TERRY, Neil, Department of Earth and Environmental Sciences, Rutgers - the State University of New Jersey, 101 Warren Street, Smith Hall Room 135, Newark, NJ 07102, SLATER, Lee, Earth & Environmental Sciences, Rutgers, The State University of New Jersey, 101 Warren St, Smith 136, Newark, NJ 07102, COMAS, Xavier, Geosciences, Florida Atlantic University, 777 Glades Road, Science and Engineering Building 460, Boca Raton, FL 33431, REEVE, Andrew S., School of Earth and Climate Sciences, The University of Maine, 5790 Bryand Global Sciences Center, Orono, ME 04469, SCHÄFER, Karina V.R., Department of Biological Sciences, Rutgers - the State University of New Jersey, 195 University Ave, Newark, NJ 07102 and YU, Zhongjie, Department of Geology and Planetary Science, University of Pittsburgh, 4107 O'Hara Street SRCC, Room 200, Pittsburgh, PA 15260-3332, neil.terry@rutgers.edu

Peatlands are important in the cycling of greenhouse gases like methane and carbon dioxide. Spatiotemporal variability of these gases, especially in deep (> 1 m) peat, is difficult to assess. In particular, the timing, amplitude, and location of large ebullition (bubbling) fluxes are highly debated. Some have even argued that episodic ebullition events might be responsible for more methane gas flux to the atmosphere than all other modes of gas transport combined. Time-lapse electrical resistivity imaging (ERI) provides an autonomous system for imaging relative changes in the free phase gas (FPG) content of peat at cm to meter resolution throughout a 3D volume. We employed an ERI system to collect over one hundred datasets during July and August of 2013 in Caribou Bog, Maine. Water levels, soil temperature, atmospheric pressure, and limited methane flux data were also logged. Water levels exhibit negative correlations with resistivity at all depths indicating hydrostatic pressure may be regulating bubble volume. However, water level variations do not appear to cause ebullition at this site.
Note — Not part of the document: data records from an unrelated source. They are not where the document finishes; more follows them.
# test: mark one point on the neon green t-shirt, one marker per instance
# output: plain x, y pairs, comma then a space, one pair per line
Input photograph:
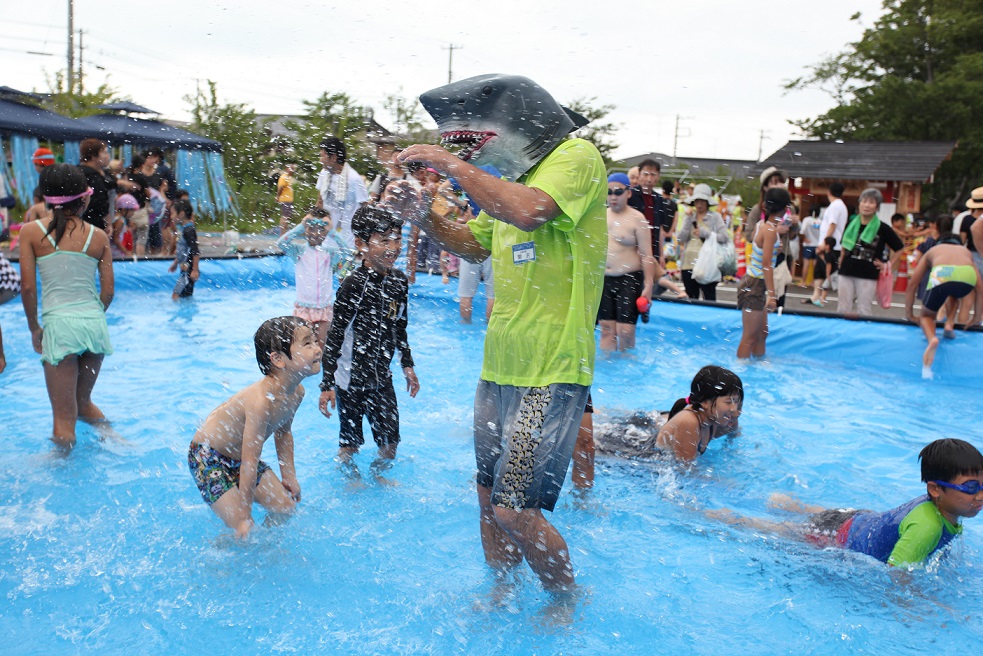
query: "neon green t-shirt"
541, 330
919, 535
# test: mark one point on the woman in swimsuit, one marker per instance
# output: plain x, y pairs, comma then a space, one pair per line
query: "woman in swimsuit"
710, 411
74, 338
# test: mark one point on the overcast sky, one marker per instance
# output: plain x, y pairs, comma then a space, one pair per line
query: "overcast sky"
719, 65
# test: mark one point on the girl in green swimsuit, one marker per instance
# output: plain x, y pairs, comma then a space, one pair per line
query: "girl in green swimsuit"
74, 337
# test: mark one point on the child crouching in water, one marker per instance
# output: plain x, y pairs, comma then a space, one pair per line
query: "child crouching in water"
315, 257
369, 325
905, 536
952, 275
224, 454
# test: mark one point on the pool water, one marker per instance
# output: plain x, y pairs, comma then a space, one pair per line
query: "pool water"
111, 549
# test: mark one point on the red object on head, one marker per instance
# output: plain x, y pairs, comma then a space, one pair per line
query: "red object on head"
43, 157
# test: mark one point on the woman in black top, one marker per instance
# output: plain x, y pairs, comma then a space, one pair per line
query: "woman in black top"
95, 159
869, 245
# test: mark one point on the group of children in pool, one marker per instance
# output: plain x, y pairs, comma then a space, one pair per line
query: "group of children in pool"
369, 324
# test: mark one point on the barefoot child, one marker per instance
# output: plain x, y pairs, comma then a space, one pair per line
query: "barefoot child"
315, 257
756, 291
68, 254
951, 275
369, 325
224, 454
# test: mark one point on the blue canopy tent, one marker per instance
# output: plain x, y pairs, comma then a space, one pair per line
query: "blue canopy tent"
199, 167
24, 125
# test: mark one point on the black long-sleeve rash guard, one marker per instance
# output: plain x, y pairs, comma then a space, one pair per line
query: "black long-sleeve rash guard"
369, 324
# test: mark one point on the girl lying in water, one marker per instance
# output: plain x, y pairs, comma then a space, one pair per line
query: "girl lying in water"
711, 410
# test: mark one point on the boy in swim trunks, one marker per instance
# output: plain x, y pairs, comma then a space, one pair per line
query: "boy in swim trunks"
224, 456
905, 536
951, 275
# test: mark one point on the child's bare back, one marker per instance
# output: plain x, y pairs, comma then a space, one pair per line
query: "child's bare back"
255, 407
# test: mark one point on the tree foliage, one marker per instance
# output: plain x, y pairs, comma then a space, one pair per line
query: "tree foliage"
76, 104
599, 132
916, 74
332, 114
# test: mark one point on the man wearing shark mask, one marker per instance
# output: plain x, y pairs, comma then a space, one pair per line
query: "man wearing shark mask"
544, 226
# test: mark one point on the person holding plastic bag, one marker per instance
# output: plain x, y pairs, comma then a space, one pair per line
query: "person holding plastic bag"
698, 226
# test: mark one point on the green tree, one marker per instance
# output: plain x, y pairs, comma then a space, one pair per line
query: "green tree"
916, 74
76, 104
332, 114
599, 132
406, 116
235, 125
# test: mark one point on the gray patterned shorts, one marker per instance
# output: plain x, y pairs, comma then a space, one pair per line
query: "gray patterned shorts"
524, 439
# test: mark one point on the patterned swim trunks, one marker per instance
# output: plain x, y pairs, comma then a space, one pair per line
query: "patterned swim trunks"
216, 473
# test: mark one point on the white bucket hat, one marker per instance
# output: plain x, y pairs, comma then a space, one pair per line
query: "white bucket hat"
702, 192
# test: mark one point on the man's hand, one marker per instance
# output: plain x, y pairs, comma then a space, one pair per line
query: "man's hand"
326, 398
434, 157
412, 384
293, 488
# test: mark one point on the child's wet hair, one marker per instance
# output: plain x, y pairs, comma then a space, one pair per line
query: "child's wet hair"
709, 383
276, 336
943, 460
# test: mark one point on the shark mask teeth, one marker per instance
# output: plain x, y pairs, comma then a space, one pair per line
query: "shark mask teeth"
470, 141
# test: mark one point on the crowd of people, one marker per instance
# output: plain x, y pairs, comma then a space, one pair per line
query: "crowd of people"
566, 247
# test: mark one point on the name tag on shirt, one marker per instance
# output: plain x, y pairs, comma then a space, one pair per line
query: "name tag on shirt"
524, 252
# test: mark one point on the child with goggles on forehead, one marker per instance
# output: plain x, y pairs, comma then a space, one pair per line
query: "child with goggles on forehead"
905, 536
318, 252
369, 325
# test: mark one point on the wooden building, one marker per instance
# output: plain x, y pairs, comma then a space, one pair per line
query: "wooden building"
897, 169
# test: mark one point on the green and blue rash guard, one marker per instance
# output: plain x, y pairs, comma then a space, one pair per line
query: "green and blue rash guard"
906, 535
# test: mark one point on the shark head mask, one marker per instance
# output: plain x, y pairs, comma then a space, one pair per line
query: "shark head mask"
507, 121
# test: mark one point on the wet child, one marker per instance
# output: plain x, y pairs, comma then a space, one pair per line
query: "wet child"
711, 410
317, 251
369, 325
905, 536
186, 254
68, 254
121, 238
756, 295
952, 275
224, 456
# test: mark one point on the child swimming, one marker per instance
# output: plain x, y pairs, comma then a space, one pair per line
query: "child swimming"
710, 411
905, 536
224, 456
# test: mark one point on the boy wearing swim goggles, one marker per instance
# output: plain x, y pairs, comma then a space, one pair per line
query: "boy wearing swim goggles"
905, 536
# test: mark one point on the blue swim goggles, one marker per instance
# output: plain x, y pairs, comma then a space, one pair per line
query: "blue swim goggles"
971, 488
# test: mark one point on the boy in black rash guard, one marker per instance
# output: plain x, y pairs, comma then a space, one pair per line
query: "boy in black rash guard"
369, 325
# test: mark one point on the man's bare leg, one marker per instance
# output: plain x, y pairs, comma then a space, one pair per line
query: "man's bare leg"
501, 552
583, 454
542, 545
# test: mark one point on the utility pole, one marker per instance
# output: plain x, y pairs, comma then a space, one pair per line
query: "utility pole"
761, 142
71, 45
81, 49
450, 60
675, 139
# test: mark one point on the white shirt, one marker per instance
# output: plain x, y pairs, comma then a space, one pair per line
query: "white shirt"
838, 214
342, 194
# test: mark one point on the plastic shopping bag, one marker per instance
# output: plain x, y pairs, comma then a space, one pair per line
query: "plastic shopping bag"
727, 259
885, 286
705, 269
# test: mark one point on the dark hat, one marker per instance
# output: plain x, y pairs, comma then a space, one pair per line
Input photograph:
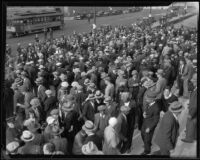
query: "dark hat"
54, 112
176, 107
88, 126
101, 107
39, 80
160, 72
56, 131
33, 126
98, 94
10, 119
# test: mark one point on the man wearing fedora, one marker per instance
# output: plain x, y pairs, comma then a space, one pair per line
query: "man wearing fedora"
101, 120
89, 108
191, 125
168, 131
41, 89
69, 122
29, 148
151, 115
89, 129
50, 103
122, 127
61, 143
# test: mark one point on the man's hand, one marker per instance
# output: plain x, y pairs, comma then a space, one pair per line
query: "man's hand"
147, 130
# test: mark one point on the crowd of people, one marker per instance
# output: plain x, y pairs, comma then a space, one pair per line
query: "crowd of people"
86, 94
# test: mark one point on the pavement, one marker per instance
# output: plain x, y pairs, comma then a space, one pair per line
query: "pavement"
181, 150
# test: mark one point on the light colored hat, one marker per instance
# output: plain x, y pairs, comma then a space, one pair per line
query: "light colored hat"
88, 126
90, 149
74, 84
112, 121
12, 146
48, 92
50, 120
64, 84
35, 102
176, 107
27, 136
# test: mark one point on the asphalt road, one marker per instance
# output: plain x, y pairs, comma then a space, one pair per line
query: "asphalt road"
83, 26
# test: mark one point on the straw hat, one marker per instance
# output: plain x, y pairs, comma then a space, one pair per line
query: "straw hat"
12, 146
98, 94
176, 107
90, 149
88, 126
27, 136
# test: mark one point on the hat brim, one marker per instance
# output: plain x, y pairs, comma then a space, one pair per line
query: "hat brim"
27, 140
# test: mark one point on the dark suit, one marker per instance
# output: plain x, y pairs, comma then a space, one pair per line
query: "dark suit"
95, 139
167, 133
49, 104
151, 121
88, 111
121, 129
191, 125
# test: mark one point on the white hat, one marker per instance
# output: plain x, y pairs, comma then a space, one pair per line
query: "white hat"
27, 136
48, 92
112, 121
74, 84
12, 146
50, 120
64, 84
58, 64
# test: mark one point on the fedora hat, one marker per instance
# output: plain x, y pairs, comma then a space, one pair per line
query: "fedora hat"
88, 126
12, 146
194, 78
90, 149
101, 107
86, 82
98, 94
48, 92
176, 107
64, 85
107, 99
33, 126
39, 80
55, 130
54, 112
27, 136
160, 72
67, 107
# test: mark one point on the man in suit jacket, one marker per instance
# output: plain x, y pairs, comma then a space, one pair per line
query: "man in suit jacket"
41, 90
89, 129
168, 132
122, 127
191, 126
187, 75
151, 116
101, 120
89, 108
50, 103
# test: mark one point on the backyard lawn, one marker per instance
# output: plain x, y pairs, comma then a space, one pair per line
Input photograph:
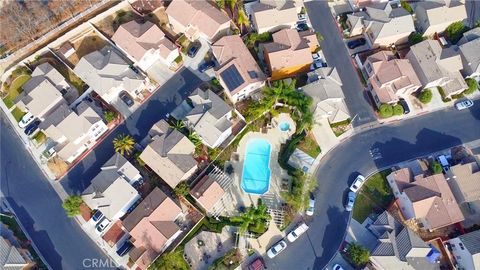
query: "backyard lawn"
374, 197
15, 89
309, 146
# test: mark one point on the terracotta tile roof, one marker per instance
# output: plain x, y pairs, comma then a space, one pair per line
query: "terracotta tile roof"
114, 234
433, 201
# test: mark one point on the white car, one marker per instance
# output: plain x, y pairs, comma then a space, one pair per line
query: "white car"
464, 104
102, 225
299, 230
311, 206
358, 183
276, 249
26, 120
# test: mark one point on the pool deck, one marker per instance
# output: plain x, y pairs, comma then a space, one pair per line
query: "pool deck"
236, 195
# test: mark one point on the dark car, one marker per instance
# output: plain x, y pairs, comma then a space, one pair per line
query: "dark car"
97, 215
206, 65
126, 247
302, 27
404, 105
194, 48
125, 97
356, 43
31, 128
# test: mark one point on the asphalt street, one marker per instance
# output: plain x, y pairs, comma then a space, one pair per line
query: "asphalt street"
395, 143
337, 56
60, 239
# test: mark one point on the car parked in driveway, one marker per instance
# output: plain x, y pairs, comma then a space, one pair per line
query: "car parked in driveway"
102, 225
358, 183
276, 249
404, 104
311, 206
299, 230
350, 201
464, 104
32, 127
193, 49
352, 44
126, 98
26, 120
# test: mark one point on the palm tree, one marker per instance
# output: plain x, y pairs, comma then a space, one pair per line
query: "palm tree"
123, 144
178, 125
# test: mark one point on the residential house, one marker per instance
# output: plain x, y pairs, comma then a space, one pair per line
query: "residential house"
210, 190
325, 87
73, 131
108, 74
197, 19
469, 46
271, 16
14, 258
427, 200
207, 115
239, 73
466, 250
145, 43
398, 247
110, 190
437, 67
434, 16
381, 24
43, 92
290, 53
152, 227
389, 78
169, 154
464, 181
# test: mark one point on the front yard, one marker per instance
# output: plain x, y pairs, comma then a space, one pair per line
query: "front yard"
374, 197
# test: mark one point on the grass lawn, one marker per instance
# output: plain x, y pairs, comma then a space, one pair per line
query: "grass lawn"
309, 146
15, 89
375, 196
17, 114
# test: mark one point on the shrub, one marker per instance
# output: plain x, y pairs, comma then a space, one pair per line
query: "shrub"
406, 6
385, 110
472, 86
425, 96
455, 31
415, 38
397, 109
72, 205
435, 167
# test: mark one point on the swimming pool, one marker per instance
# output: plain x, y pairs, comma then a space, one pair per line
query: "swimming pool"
256, 171
284, 126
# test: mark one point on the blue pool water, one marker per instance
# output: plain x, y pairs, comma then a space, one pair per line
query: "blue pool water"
284, 126
256, 171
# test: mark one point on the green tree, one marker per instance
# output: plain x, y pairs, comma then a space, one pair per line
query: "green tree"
110, 116
385, 110
358, 255
397, 109
455, 31
406, 6
435, 167
123, 144
415, 38
182, 189
425, 96
71, 205
472, 86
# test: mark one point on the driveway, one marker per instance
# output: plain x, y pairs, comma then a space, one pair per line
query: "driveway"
163, 101
398, 142
337, 56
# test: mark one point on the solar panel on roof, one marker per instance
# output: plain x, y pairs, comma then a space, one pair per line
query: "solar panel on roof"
232, 77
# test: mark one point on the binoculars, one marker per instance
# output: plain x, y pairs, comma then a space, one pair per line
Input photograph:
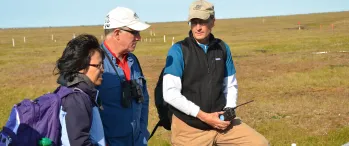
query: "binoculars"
131, 90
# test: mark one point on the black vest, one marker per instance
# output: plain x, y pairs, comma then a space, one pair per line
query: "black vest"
202, 80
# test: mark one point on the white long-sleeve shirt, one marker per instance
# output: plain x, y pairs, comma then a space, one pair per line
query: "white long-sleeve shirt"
172, 84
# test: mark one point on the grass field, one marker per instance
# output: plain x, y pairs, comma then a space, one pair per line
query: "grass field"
300, 96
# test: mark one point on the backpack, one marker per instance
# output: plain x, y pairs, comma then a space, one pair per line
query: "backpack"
32, 120
164, 112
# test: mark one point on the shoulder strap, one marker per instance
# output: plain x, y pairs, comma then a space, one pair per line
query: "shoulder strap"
63, 91
138, 64
222, 44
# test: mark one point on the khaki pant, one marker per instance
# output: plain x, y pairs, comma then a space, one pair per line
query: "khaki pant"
239, 134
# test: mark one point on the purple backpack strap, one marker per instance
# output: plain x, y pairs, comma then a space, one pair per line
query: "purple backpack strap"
63, 91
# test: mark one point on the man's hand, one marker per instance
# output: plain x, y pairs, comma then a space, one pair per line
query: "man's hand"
213, 120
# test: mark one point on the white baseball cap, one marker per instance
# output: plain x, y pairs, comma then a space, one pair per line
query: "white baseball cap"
121, 16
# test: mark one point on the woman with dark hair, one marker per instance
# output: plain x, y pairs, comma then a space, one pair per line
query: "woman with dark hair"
80, 68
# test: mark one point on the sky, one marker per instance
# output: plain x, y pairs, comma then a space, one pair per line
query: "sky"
45, 13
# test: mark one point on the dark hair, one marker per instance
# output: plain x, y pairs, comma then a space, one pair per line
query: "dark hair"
77, 56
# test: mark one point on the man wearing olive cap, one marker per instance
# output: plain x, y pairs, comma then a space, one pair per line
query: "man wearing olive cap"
200, 83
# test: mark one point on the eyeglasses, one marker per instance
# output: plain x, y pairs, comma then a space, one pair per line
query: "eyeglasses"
134, 32
99, 66
194, 22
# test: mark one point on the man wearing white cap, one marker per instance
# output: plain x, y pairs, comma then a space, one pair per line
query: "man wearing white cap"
200, 85
123, 93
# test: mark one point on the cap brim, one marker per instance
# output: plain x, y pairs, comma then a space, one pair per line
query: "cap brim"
202, 16
139, 26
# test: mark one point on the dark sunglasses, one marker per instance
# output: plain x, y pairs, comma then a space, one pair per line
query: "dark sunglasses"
134, 32
99, 66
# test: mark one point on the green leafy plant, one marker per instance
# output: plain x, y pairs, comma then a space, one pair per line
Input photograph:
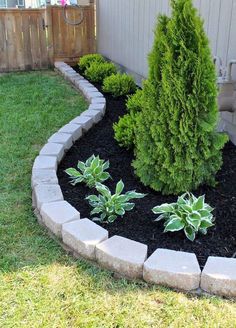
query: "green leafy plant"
90, 172
124, 129
177, 146
189, 213
119, 85
97, 72
87, 60
111, 206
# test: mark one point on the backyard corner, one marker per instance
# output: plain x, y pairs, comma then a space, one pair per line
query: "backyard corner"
40, 283
117, 202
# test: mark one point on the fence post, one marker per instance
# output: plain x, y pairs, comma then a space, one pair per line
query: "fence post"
49, 26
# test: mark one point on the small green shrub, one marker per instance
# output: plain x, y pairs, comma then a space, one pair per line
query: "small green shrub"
124, 129
90, 172
111, 206
189, 213
87, 60
119, 85
97, 72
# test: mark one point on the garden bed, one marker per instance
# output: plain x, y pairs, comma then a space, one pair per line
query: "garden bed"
138, 224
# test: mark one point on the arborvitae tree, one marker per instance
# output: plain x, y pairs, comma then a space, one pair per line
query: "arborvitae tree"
177, 147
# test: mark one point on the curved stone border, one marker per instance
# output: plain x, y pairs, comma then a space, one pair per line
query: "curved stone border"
179, 270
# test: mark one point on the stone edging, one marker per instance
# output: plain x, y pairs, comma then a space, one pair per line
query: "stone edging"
179, 270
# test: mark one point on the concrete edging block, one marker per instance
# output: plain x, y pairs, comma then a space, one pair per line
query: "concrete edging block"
219, 276
122, 255
55, 214
173, 269
82, 236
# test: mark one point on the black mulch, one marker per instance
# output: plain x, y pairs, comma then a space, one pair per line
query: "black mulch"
138, 224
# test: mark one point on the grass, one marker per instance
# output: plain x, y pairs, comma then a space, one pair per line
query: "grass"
40, 285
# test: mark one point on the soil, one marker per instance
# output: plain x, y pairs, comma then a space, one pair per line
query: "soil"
139, 224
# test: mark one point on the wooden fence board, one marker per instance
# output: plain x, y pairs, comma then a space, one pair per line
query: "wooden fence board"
3, 45
35, 38
128, 44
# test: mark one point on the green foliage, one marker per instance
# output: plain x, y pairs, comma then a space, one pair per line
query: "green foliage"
189, 213
119, 84
177, 147
90, 172
111, 206
125, 128
87, 60
97, 72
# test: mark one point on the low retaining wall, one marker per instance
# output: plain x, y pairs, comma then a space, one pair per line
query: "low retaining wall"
179, 270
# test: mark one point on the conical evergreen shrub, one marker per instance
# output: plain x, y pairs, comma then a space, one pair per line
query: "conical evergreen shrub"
177, 147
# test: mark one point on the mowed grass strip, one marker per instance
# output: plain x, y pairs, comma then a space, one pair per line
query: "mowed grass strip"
40, 285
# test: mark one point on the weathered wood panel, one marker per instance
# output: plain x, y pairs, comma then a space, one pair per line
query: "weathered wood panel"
32, 39
125, 29
71, 42
22, 42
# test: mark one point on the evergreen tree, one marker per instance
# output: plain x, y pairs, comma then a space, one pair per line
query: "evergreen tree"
177, 147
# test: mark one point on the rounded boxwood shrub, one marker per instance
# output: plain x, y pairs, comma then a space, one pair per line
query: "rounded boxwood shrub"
124, 129
119, 84
97, 72
87, 60
177, 147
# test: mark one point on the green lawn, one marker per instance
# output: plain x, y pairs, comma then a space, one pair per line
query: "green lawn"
40, 285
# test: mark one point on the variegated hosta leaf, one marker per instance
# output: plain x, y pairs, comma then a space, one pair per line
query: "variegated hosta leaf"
110, 206
189, 213
164, 208
92, 171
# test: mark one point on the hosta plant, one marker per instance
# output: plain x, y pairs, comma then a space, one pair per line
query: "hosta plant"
189, 213
109, 206
90, 172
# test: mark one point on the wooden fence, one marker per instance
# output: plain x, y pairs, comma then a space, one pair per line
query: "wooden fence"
125, 29
34, 38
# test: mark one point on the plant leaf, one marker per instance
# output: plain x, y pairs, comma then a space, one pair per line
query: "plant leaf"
175, 224
119, 187
164, 208
190, 233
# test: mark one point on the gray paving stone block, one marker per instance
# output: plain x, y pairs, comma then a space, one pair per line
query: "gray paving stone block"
92, 94
82, 236
55, 214
74, 129
45, 162
62, 138
43, 177
91, 89
85, 122
122, 255
100, 107
96, 115
219, 276
174, 269
46, 194
101, 100
53, 149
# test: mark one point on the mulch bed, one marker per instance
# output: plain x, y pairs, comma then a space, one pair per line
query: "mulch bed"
138, 224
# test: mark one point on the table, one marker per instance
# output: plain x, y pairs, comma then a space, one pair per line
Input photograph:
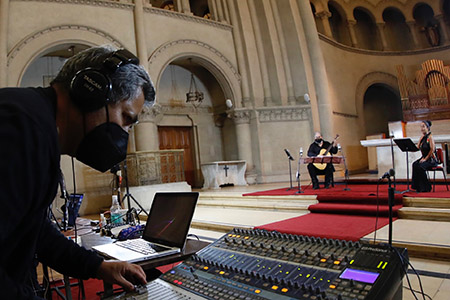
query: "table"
219, 173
Atmospheric pressure drops, on the other hand, appear to often trigger large FPG decreases in the shallow (< 1 m) peat, which we attribute to buoyancy driven ebullition events. In one case, we observe a relatively large loss of FPG from the deep peat during an atmospheric pressure drop that may reflect a ‘rupture’ event where built up gas escaped through a confining layer. These observations support a ‘shallow peat model’ where most ebullition originates in shallow peat.